At the time, I truly believed that the spider plant on my desk was the only plant I could keep alive. By that point I didn’t even have any plants at home, plants at work are easier to keep going in my experience. So I was upset that I’d been gifted a nice plant that I felt sure I was going to kill.
I was not making an unrealistic judgement there, I actually was awful at keeping plants alive. It was not long before then that I’d killed a Christmas cactus that was a cutting from one my long dead (like pre me being alive) grandmother had had. But here’s the thing I had not taken into account. Just because you haven’t been able to do something before, doesn’t mean you can’t learn.
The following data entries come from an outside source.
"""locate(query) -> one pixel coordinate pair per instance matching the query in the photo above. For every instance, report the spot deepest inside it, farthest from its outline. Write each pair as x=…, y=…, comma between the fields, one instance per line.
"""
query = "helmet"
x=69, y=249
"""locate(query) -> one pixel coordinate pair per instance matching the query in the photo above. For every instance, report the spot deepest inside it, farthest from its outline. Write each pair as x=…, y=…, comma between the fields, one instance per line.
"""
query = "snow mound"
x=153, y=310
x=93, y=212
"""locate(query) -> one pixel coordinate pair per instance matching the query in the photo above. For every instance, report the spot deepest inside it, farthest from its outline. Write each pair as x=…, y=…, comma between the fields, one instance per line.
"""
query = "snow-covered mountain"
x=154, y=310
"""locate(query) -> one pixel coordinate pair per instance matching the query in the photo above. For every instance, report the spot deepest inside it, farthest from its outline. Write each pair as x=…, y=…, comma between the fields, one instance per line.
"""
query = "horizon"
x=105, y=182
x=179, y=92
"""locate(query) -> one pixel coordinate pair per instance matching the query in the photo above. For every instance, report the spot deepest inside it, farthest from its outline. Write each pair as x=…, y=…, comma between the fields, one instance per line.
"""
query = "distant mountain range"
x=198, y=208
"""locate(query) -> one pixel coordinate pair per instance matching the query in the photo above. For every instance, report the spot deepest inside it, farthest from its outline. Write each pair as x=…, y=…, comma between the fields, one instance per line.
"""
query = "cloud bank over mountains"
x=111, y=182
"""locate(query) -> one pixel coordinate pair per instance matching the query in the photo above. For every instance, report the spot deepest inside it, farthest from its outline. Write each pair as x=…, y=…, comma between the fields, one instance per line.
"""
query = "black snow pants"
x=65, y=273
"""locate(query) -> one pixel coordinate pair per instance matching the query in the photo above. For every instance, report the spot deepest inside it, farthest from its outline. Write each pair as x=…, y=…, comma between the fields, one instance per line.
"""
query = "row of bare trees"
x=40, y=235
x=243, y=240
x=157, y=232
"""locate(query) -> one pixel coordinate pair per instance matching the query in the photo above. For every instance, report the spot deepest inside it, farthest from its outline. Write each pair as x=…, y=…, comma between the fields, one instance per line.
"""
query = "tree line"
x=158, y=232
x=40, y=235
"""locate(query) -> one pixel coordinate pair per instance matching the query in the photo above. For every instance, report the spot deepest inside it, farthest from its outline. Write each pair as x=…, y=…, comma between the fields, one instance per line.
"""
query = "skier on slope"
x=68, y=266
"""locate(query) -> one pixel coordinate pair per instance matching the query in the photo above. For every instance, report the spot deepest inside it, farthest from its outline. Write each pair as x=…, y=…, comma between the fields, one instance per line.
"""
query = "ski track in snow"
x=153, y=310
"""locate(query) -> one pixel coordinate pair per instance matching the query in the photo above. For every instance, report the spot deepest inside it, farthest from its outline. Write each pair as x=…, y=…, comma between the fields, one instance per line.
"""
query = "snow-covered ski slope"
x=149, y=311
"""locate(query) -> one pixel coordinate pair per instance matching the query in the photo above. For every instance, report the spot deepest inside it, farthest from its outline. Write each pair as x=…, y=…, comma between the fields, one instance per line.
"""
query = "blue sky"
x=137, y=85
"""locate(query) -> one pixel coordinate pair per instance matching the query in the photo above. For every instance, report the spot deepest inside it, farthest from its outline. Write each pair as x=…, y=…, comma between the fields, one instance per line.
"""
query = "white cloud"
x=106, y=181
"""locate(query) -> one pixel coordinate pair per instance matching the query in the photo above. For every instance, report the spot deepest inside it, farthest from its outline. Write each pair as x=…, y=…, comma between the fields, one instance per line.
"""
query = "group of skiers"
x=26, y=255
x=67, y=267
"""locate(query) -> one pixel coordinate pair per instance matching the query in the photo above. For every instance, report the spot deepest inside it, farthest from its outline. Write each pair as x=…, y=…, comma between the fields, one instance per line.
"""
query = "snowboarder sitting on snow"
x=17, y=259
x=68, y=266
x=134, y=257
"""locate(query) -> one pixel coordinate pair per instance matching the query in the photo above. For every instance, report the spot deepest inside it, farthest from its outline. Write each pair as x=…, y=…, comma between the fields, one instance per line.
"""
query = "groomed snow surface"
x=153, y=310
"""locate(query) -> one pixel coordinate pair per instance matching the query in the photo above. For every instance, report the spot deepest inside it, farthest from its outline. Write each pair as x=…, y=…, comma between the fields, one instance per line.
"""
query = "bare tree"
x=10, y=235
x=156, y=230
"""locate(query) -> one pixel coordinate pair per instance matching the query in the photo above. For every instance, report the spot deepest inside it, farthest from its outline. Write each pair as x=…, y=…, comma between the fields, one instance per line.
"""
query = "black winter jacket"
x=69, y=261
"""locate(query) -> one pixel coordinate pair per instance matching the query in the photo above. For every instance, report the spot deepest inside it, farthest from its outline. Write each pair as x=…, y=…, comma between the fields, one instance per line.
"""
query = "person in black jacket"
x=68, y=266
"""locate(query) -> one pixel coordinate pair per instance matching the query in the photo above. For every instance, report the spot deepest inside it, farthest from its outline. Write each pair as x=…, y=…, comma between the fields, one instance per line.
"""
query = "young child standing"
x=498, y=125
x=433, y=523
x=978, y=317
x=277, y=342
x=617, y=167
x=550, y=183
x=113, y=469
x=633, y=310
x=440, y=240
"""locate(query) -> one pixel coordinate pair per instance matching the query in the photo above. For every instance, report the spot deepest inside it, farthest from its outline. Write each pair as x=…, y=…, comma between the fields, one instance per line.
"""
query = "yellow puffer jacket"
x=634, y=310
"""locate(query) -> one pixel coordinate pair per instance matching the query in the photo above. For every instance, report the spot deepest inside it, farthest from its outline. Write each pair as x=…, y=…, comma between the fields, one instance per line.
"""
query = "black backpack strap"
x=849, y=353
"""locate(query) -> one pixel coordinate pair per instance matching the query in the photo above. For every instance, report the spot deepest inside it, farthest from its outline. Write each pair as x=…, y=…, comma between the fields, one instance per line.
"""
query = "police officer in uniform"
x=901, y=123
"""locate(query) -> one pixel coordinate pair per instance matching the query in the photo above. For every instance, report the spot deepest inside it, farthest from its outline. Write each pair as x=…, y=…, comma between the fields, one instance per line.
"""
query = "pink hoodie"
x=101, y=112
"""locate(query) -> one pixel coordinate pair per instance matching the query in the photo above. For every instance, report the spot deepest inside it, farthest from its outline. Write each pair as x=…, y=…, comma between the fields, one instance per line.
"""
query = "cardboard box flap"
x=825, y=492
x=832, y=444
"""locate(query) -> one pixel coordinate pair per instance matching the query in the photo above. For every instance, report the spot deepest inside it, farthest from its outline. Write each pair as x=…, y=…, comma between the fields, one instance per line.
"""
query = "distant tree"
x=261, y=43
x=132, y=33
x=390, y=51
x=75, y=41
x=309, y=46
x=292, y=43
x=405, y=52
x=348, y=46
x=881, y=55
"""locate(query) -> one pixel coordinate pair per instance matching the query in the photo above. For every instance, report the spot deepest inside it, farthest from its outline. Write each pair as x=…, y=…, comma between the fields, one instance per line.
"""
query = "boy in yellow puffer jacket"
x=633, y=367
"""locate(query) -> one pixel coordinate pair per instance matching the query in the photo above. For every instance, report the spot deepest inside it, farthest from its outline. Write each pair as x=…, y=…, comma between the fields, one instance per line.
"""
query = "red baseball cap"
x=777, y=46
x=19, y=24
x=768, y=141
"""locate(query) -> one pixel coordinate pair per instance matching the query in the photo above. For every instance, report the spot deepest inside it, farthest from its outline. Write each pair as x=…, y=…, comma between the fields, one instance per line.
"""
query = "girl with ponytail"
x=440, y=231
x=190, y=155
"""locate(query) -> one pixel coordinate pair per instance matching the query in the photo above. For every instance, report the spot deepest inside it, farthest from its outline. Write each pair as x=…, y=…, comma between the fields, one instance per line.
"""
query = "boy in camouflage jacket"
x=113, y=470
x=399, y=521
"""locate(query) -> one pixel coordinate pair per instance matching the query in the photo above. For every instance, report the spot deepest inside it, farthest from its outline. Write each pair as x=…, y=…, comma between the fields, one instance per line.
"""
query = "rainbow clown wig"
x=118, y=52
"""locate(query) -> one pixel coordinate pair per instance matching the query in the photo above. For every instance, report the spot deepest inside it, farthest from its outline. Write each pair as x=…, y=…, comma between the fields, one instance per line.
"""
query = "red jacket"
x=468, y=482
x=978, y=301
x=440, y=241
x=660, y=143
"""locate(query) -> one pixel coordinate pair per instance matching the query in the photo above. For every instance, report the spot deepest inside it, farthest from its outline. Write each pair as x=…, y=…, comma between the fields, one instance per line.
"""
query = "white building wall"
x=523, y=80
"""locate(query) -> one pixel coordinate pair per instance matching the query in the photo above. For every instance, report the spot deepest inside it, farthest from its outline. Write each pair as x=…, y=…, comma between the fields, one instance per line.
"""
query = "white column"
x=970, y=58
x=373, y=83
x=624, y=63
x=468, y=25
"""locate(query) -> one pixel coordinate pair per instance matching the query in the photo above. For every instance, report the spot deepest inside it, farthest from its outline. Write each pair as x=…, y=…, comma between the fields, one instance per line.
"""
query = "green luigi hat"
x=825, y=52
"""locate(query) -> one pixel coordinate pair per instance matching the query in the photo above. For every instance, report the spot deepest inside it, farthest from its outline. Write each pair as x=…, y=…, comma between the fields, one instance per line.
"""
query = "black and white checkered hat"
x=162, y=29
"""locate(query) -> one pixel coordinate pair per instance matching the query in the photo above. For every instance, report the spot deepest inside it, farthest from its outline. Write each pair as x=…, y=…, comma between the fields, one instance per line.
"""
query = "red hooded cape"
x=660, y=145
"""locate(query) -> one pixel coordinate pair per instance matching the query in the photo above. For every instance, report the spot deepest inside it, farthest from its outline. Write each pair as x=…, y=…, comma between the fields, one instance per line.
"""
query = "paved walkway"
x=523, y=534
The reason that picture was note worthy when it popped up on my phone the other day, was that I now have over 40 pot plants at home and at work, all of which are alive and thriving. And weirdly, I now seem to be the person in my extended family who is best at keeping houseplants alive. So, seeing that picture, and remembering the anxiety behind it was a bit of a jolt. I’d forgotten how certain I was that I couldn’t keep plants.
Which is all a long winded way of saying, there are stories we tell ourselves, and sometimes they’re simply not true. Or maybe they’re true at the time, but that doesn’t mean that they can’t change. It doesn’t mean we can’t learn and grow. And just because we struggled with something in one phase of our lives, doesn’t mean we always will.
Even if the belief you currently have about yourself seems to be true, it’s worth leaving the door open to the idea that it might not always be the case. Take note of the stories you’re telling yourself, and if they’re no longer helpful or serving you, then maybe think about changing them.